5. CT examination CT scan shows high-density or equal-density block shadows. Although there are imaging changes very similar to gliomas, the borders of malignant lymphomas are mostly clear, and the tumors are obviously enhanced after application of the enhancer. There is a marked edema zone between the tumor and the normal brain tissue, and sometimes the lesion is multiple, and it can also spread under the ependym.

6. MRI examination MRI examination has the advantage of higher resolution than CT because of the multi-azimuth scan of the sagittal axis. It has certain advantages in understanding the morphology of intracranial malignant lymphoma and the relationship with adjacent tissues. The lesion is generally in the TI-weighted image. On the upper signal or slightly lower signal, the signal is more uniform. After injection of GD-DTPA, the lesion is evenly strengthened. Some patients have adjacent ventricle ventricular duct membrane enhancement, suggesting that the tumor has expanded along the ependymal membrane. It is reported that the skull The high signal of peritumoral edema of malignant lymphoma not only indicates an increase in brain interstitial water at this site, but also contains components of tumor cells that are scattered along the perivascular space.

7. Stereotactic biopsy is the simplest and most effective method to determine the nature of the lesion, and the damage is small, which plays a decisive role in the diagnosis and treatment of the patient.

Diagnosis

Diagnosis and diagnosis of central nervous system lymphoma

diagnosis

Lymphoma has no special clinical manifestations, such as no cytology and histological data, preoperative diagnosis is very difficult, epidemiological investigation found that three types of people have susceptibility:

1 organ transplant recipient.

2 AIDS patients.

3 congenital immunodeficiency (such as systemic lupus erythematosus, EB virus infection and rheumatoid), the above three categories of patients with central nervous system diseases should consider the possibility of the disease, such as patients with increased intracranial pressure symptoms, In combination with sputum or mental disorders, the proportion of lymphocytes in the peripheral blood leukocyte classification is increased, the CT and MRI show the midline structure, and the lesions surrounding the ventricle or diffuse growth are basically established, but with glioblastoma, Identification of meningioma, etc., can be used to confirm the diagnosis by collecting the cerebrospinal fluid through the cerebral cytology or stereotactic biopsy.

Differential diagnosis

1. The metastatic tumor is located at the junction of gray matter and white. The CT non-enhanced scan is mostly low density. The MRI imaging is a long T1 long T2 abnormal signal, while the lymphoma is mostly low or equal T1 and other T2 signals. After injection of contrast agent, the lesion It is obviously nodular, and the lesions are larger, often with central necrosis, while lymphoma is relatively rare. The edema around the metastasis is very obvious. Some patients can provide a history of tumors outside the central nervous system.

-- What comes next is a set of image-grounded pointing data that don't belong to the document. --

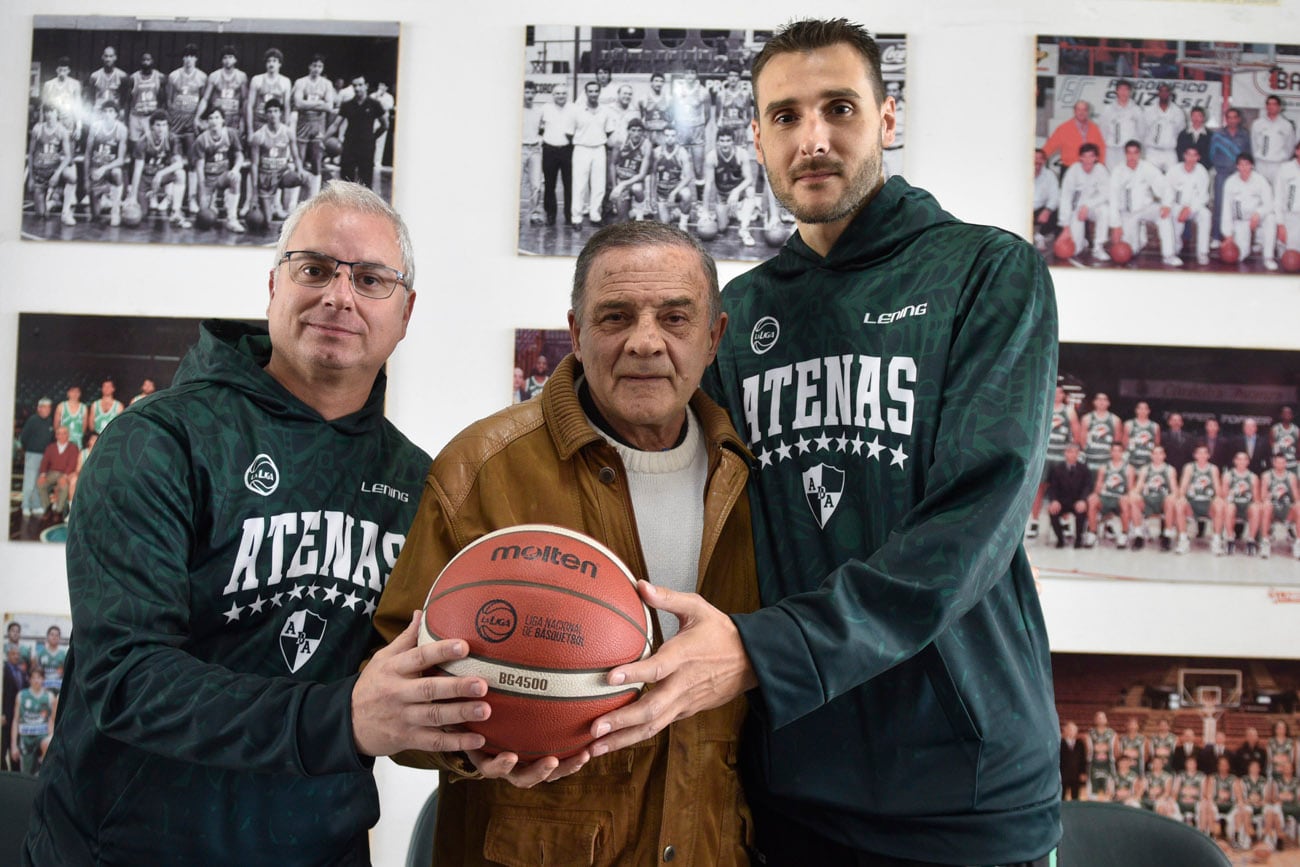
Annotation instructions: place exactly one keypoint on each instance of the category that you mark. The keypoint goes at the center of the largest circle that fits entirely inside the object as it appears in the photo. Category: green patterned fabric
(225, 556)
(897, 398)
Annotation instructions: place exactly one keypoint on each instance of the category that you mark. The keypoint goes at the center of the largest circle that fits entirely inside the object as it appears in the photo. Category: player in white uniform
(1121, 121)
(1286, 196)
(1190, 183)
(1086, 198)
(1248, 209)
(1273, 138)
(1140, 194)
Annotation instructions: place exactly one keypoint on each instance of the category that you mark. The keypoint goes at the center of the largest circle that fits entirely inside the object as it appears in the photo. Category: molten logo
(495, 621)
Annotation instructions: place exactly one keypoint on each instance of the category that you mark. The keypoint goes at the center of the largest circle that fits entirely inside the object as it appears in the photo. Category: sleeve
(141, 512)
(960, 538)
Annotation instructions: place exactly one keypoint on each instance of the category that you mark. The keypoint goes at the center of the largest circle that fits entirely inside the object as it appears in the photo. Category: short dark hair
(642, 234)
(810, 34)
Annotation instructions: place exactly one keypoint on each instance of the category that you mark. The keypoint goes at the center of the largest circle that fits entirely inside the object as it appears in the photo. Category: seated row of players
(1121, 204)
(1256, 802)
(159, 177)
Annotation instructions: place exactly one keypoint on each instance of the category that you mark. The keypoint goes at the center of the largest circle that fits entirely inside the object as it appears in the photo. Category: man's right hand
(398, 706)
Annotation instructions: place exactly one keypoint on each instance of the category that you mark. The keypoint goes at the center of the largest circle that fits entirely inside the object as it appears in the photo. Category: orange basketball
(1064, 245)
(546, 612)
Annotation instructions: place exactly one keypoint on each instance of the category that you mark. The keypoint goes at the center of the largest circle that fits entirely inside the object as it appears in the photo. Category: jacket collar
(571, 430)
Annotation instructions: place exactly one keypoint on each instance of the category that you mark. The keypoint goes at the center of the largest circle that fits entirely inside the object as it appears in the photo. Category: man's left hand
(702, 667)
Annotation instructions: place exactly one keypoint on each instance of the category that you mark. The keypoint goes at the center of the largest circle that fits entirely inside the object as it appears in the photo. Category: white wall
(970, 105)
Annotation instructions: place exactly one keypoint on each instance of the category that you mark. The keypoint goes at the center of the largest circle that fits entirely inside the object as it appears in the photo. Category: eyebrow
(837, 92)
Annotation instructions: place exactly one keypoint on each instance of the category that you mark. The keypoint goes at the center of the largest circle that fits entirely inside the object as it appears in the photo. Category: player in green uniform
(1197, 499)
(232, 538)
(892, 373)
(1112, 497)
(1239, 491)
(34, 719)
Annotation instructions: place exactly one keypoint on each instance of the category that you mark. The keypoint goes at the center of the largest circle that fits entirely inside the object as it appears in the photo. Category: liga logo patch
(263, 476)
(300, 637)
(823, 485)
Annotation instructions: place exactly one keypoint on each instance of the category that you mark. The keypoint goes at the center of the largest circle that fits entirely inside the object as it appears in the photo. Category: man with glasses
(229, 549)
(359, 118)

2. MRI of gliomas is characterized by long T1 and T2 abnormal signals, and its invasive growth characteristics are obvious, and the boundary is unclear. Some types of gliomas, such as oligodendroglioma, may have calcification, colloid. The herma cell tumor is more irregular and has a ring shape or a branch shape.

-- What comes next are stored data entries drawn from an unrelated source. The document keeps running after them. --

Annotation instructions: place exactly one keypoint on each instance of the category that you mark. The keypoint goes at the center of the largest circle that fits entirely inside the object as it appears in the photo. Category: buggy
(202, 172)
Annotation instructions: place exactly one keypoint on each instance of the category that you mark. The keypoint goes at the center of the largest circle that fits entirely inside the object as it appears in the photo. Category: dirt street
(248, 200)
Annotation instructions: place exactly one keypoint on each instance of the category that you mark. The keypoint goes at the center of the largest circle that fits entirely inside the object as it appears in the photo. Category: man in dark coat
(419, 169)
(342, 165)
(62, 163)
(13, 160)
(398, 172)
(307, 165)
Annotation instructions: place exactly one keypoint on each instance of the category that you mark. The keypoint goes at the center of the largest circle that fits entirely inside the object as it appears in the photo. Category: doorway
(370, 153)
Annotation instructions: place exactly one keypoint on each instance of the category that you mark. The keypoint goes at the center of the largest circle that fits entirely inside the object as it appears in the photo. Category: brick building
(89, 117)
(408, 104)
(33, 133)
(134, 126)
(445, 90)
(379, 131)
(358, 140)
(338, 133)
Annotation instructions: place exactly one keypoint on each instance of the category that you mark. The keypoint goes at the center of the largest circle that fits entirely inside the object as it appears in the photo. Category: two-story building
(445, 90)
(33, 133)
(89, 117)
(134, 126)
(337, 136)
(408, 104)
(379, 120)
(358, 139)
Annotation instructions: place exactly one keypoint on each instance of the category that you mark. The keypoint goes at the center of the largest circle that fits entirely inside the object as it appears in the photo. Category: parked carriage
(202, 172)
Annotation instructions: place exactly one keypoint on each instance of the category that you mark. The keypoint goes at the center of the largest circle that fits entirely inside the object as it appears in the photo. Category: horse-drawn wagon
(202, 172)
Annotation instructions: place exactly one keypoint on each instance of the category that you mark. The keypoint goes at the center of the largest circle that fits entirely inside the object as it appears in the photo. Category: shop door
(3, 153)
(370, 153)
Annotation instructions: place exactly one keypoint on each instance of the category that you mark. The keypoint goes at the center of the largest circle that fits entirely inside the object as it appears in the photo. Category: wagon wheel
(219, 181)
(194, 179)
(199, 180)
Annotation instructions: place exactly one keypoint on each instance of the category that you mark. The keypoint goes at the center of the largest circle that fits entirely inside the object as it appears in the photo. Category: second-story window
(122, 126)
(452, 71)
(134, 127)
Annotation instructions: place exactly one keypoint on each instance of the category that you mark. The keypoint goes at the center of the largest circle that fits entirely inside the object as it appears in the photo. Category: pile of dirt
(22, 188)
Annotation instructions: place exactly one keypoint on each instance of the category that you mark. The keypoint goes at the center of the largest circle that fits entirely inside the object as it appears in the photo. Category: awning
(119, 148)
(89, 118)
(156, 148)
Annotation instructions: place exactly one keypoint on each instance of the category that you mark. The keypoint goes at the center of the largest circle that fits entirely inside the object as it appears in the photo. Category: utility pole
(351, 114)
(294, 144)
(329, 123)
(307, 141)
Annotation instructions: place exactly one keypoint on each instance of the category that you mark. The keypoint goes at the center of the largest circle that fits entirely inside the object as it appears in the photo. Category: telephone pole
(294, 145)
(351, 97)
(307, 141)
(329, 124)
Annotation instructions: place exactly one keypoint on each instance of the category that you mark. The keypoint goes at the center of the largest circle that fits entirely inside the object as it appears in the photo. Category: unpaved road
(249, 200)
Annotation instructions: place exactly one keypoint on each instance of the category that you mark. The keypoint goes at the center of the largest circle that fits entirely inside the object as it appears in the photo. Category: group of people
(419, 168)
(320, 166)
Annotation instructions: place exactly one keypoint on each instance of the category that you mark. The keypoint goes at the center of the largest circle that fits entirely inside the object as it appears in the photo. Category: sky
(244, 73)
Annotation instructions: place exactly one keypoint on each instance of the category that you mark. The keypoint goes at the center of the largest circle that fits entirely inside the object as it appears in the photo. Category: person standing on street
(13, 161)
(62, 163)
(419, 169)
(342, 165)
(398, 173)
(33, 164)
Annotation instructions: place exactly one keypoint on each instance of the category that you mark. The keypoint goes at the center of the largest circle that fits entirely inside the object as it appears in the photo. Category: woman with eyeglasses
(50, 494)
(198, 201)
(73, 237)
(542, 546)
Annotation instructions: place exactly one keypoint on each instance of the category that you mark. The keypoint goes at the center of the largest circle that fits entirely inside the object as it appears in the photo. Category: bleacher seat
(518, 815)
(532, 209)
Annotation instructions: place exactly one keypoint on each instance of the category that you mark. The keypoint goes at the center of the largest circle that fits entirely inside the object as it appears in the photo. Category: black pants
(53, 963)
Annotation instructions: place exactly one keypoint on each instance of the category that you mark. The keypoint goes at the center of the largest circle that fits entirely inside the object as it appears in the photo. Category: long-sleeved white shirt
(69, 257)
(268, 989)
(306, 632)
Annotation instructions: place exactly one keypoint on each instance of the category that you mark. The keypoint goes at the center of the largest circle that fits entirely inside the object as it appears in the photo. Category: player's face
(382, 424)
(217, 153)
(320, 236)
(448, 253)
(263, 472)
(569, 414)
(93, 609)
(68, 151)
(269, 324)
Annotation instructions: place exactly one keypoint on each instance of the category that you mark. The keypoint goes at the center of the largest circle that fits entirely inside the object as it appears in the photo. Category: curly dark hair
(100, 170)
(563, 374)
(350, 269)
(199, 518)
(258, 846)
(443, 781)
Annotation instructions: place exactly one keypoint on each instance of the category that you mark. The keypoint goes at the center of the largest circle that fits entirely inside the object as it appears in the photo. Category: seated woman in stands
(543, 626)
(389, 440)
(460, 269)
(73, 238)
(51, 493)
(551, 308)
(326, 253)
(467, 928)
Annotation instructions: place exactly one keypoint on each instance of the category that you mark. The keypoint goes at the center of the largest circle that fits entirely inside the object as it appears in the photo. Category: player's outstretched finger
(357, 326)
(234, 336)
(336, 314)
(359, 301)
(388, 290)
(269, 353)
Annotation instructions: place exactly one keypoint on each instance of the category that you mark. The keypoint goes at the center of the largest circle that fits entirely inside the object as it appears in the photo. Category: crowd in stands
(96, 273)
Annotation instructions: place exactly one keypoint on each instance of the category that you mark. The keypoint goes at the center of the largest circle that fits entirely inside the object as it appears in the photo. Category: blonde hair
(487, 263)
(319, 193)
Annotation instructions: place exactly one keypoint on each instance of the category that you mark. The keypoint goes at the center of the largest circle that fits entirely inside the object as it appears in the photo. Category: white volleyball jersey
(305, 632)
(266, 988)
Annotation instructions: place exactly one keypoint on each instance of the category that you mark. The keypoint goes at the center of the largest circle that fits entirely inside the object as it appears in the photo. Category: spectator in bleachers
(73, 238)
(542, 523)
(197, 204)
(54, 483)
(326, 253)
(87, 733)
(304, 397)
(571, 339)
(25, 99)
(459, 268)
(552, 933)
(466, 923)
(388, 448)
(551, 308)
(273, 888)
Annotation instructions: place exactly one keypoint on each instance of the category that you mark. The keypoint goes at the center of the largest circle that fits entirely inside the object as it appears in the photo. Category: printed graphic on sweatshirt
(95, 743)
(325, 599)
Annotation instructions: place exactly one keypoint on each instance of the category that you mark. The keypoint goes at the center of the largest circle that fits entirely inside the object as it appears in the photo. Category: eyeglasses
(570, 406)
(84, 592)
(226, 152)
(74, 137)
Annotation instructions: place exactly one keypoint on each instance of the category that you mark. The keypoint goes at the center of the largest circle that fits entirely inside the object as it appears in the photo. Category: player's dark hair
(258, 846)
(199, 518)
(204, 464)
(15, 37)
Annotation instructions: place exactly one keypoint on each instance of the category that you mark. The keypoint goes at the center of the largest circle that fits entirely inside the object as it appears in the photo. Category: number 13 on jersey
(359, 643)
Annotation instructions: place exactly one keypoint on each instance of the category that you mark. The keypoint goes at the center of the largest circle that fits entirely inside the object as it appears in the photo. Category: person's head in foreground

3. Meningioma is located on the surface of the brain adjacent to the meninges. The shape is round, the boundary is clear, and there are surrounding gray matter pushing signs. Non-enhanced CT is characterized by high density and MRI is T1 signal such as T1. After injection of contrast agent, tumor Uniform enhancement, there is a meningeal "tail sign", but it should be noted that the meningeal "tail sign" is not unique to meningioma, any lesion invading the meninges, there are "tail signs" may appear.

4. The age of onset of infectious lesions is relatively young, some have a history of fever, and the enhanced scan of bacterial infections is mostly ring-enhanced, and multiple sclerosis is mostly patch-like enhancement.